Integrante do Fórum Nacional pela Democratização da Comunicação Orlando Guilhon convocou os manifestantes a participarem dos atos marcados e disse que os protestos serão "em defesa da cidadania e do estado democrático". "Defendemos o respeito às eleições e ao estado democrático de direito. Se o governo não está sendo do jeito que se quer, vamos lutar para mudá-lo. Mas não se pode chegar ao ponto de a direita, apoiada pela mídia, interromper o processo democrático”.
A advogada Georgia Belo, de 49 anos, foi ao ato por considerar que o pedido de impeachment da presidenta Dilma Rousseff não tem fundamento. "Estamos vendo uma movimentação da direita tentando tirá-la de maneira arbitrária. Isso não existe".
Georgia disse ser a favor do combate à corrupção, mas disse que há seletividade nas denúncias divulgadas. "Não adianta ser seletivo. Não pode escolher um ou outro para dar Ibope para a mídia. O que está acontecendo hoje, a meu ver, é um golpismo".
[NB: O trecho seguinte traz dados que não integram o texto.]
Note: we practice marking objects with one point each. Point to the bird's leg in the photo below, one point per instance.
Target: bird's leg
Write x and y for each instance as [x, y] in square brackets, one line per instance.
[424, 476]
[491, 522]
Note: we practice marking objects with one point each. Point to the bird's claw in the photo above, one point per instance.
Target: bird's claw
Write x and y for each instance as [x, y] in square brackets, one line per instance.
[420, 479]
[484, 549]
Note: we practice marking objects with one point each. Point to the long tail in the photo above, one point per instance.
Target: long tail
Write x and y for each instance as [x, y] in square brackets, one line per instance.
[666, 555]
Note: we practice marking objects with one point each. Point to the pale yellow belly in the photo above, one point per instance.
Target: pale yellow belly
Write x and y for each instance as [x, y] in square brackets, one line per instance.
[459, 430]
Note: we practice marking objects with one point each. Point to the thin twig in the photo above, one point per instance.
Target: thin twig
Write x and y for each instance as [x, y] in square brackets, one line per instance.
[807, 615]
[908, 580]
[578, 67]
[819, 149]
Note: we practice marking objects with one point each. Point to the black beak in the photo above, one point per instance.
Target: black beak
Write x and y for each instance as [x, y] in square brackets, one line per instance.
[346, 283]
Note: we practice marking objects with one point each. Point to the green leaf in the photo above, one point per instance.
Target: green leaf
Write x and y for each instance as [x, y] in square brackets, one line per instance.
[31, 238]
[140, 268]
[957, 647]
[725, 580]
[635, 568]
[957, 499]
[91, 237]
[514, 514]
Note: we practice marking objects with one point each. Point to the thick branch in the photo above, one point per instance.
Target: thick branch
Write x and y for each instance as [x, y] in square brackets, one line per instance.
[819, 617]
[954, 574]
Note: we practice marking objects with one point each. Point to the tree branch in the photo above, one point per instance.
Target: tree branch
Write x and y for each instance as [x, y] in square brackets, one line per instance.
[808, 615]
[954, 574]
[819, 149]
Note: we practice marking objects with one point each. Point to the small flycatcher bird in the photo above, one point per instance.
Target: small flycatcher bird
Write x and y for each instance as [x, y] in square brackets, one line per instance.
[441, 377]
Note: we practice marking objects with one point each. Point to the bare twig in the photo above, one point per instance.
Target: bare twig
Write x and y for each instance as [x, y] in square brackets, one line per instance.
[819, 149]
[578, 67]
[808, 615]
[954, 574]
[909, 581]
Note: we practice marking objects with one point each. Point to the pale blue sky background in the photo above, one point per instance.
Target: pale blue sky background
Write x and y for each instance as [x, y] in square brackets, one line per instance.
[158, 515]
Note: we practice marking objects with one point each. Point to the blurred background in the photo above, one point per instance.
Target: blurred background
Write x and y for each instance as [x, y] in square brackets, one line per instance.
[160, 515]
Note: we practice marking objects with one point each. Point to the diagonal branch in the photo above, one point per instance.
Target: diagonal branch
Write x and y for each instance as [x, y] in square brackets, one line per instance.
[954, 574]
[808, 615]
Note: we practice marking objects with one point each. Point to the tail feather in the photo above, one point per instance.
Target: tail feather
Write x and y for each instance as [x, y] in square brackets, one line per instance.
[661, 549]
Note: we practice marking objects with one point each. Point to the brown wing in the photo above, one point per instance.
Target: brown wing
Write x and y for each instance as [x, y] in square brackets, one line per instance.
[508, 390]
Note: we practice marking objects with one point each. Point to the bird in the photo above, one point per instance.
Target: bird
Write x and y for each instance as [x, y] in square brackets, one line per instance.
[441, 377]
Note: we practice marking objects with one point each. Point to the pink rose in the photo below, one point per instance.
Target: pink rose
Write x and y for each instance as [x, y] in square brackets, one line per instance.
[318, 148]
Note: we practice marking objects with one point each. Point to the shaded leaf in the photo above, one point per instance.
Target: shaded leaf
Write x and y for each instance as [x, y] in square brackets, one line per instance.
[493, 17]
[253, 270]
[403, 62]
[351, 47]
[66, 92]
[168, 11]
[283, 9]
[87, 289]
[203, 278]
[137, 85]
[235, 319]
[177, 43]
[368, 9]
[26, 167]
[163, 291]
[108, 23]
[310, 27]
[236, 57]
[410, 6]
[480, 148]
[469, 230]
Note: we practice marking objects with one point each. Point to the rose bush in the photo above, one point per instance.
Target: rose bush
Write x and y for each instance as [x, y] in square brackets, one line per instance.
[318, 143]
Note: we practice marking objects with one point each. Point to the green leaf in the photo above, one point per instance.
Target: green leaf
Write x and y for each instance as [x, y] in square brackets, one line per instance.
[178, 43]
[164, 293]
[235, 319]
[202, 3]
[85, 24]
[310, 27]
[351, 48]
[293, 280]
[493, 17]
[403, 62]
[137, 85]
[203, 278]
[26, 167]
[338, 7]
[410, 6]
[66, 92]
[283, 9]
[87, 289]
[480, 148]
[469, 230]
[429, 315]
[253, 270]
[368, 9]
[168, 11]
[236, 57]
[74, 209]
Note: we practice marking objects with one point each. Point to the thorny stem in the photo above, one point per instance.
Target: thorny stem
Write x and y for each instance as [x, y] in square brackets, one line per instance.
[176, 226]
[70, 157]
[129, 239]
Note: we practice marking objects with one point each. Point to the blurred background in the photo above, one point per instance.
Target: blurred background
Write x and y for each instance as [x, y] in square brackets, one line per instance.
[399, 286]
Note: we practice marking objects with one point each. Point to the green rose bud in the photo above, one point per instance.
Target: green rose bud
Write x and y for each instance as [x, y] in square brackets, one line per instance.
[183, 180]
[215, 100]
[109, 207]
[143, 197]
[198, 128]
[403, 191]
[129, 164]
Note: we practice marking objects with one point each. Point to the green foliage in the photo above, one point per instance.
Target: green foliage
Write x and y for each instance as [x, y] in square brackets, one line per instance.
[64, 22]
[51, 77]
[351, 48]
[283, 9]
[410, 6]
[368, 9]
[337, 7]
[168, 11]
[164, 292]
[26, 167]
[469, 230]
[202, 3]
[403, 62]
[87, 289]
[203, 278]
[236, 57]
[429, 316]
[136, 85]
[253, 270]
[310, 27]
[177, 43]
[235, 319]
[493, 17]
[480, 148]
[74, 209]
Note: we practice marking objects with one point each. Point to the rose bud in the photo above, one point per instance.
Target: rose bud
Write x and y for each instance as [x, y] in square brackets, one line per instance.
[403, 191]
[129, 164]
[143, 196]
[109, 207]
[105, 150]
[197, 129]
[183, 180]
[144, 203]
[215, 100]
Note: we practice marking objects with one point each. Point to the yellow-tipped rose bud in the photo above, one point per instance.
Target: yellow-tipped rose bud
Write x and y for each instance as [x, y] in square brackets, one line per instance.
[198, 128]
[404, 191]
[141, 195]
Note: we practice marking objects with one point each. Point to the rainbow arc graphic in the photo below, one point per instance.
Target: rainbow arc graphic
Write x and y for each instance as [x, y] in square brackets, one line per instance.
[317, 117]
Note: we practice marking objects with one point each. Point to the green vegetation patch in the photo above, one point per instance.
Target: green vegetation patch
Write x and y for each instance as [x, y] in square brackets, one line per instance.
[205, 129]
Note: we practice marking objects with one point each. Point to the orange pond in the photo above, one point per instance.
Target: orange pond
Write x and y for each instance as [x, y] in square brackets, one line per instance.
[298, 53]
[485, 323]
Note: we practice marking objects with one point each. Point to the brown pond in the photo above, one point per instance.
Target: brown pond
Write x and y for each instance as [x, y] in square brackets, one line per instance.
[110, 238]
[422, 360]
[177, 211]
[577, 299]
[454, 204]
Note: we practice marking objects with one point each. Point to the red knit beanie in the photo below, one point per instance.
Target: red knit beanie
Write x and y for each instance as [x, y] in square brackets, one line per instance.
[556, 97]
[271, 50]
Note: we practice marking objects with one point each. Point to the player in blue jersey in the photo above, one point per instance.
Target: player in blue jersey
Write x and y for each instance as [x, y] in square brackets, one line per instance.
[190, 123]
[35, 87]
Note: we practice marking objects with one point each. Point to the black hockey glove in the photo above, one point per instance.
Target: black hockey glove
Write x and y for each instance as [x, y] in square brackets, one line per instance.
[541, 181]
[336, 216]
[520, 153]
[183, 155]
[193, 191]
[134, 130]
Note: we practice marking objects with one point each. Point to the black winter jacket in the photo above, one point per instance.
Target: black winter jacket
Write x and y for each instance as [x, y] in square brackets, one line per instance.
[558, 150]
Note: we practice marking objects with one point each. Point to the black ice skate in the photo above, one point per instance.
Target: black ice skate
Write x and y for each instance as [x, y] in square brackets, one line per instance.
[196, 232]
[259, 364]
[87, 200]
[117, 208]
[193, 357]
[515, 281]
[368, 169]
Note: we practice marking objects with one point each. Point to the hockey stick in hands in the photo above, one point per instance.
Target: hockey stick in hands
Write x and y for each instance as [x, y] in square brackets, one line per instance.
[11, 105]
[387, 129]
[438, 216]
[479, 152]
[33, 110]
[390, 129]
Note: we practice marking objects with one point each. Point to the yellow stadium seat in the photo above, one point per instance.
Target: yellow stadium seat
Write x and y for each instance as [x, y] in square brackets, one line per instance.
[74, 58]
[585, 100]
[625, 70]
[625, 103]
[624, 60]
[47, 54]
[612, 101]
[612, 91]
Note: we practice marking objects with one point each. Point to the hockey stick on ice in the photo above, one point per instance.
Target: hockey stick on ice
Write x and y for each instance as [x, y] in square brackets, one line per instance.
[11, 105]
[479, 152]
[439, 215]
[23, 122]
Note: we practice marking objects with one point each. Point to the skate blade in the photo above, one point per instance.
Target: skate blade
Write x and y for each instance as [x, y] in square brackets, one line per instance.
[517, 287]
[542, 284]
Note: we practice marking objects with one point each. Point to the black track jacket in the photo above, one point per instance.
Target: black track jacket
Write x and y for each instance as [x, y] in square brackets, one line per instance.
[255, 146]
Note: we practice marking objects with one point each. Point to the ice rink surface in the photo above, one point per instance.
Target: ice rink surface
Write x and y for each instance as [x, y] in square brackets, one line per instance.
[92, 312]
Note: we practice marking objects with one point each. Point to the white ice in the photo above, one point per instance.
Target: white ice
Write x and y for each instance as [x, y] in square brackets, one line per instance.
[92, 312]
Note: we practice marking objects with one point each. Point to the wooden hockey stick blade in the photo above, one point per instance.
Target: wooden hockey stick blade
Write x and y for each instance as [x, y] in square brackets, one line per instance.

A enfermeira aposentada Maria de Fátima da Silva, de 62 anos, também vê como um golpe as tentativas de interromper o mandato da presidenta Dilma. Ela conta ter vivido o período da ditadura militar e que por isso está na rua. "Eu vivi a época da ditadura. Em 1964, eu tinha 9 anos de idade, e vi as pessoas mais velhas sumirem, e ninguém podia explicar por que".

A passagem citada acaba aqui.